Am Golfsport liebt sie besonders die Unberechenbarkeit. „Jede Runde ist anders, jeder Tag bringt neue Herausforderungen“, meint sie. Herausforderungen, die bei sehbehinderten Sportlern die gleichen sind wie bei sehenden. Doch während so mancher ihrer Flightpartner nach einem verkorksten Abschlag fluchend sieht, wie die kleine weiße Kugel nach rechts Richtung Rough saust, hat Karin Becker das im Gefühl. In ihrem Fall im Gehör. „Wenn ich geschlagen habe, höre ich sofort, ob es perfekt war oder der Ball nach links beziehungsweise rechts weggeht“, erklärt sie. Und dieses besondere Gespür für Ball und Schläger zieht sich über die gesamte Runde. Becker selbst spricht von „einem außergewöhnlichen Orientierungssinn und einer ausgezeichneten Auffassungsgabe“. Sie bezeichnet es als kognitives Sehen. „Mein Gehirn sieht für mich und weil ich mir alles merke, stolpere ich auch nur ein einziges Mal über eine Stufe und dann nie wieder. Wenn man mir einmal gezeigt hat, wo die Toilette in einem Hotel ist, dann weiß ich das auch noch, wenn ich nach fünf Jahren wieder komme“, erklärt die Tirolerin.

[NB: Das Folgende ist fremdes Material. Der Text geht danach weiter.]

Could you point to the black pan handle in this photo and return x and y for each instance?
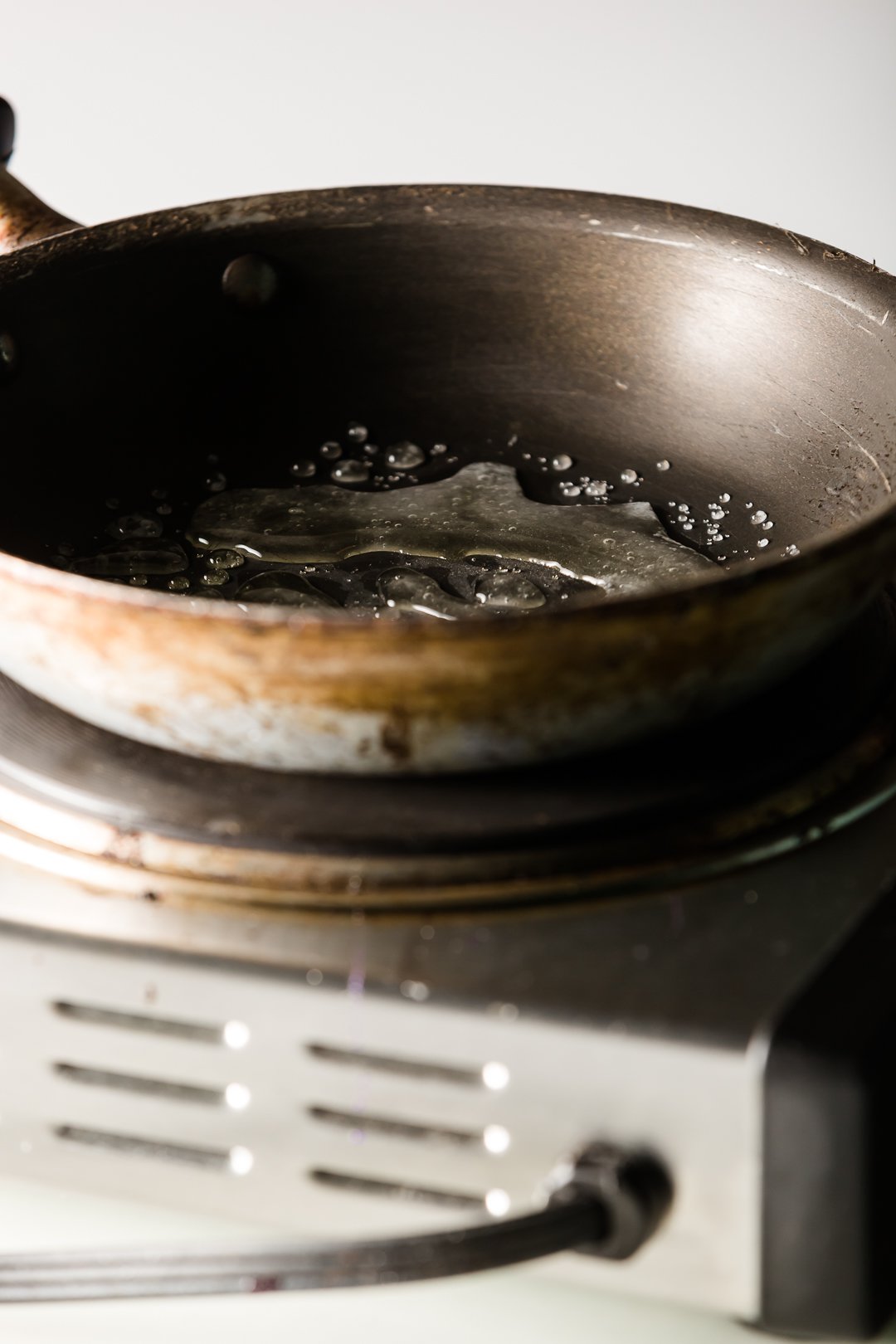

Daher ist auch ein fremder Platz kaum ein Hindernis. Weil sie ihren Heimatplatz in Seefeld mittlerweile in- und auswendig kennt und anderswo eben „viel mehr auf den Guide hört“. Ein sprechendes GPS-Gerät sagt ihr die Entfernungen an. Zum nächsten Wasserhindernis zum Beispiel, bis zum Dogleg oder der Mitte des Grüns. Dann verlässt sie sich auf ihre Schlagroutine. Die ehrgeizige Sportlerin stellt sich eine Uhr vor – und holt entsprechend aus. Sie sagt: „Wenn ich mit einem Pitching-Wedge 50 Meter weit schlagen will, hole ich bis acht Uhr aus, bei zehn Uhr komme ich 75 Meter weit.“

Vor einem Abschlag wird sie zunächst von ihrem Guide Markus Huber ausgerichtet, dann folgt ein Probeschwung anhand dessen wiederum Huber den Ball entsprechend aufteet. Den Schlag führt die Golferin wieder selbst aus. Dann ist der Ball aber auch erst einmal weg, Entfernungen kann Becker nicht alleine einschätzen. Wichtig, erzählt sie, sei daher auf jeden Fall ein guter Draht zum persönlichen Guide. Quasi blindes Vertrauen. Dass sie ohne Partner an ihrer Seite tatsächlich aufgeschmissen ist, hat sie bereits erfahren. Auf einer der vielen Runde ist ihr Begleiter kurz weggegangen. „Ich musste dann jeden Schläger selber aus dem Bag herausfühlen, in dem ich die Zahlen an den Eisen ertastet habe“, erzählt Becker. Solche Situationen machen das ohnehin schon schwere Spiel noch schwerer. Den perfekten Guide stellt sich die 43-Jährige so vor: Er ist selbst ein guter Spieler, topfit in Regelkunde, aber nicht ehrgeiziger als der sehbehinderte oder blinde Golfer selbst. „Und er muss mich in meiner jeweiligen Tagesverfassung kennen und sich darauf einstellen können. Man sollte auf jeden Fall gut miteinander auskommen. Wir sind beste Freunde“, sagt sie. Und dieses Verhältnis nimmt selbst dann keinen Schaden, wenn Karin Becker in ihrer Freizeit wieder einmal eine Runde gegen ihren Guide und Caddy gewinnt.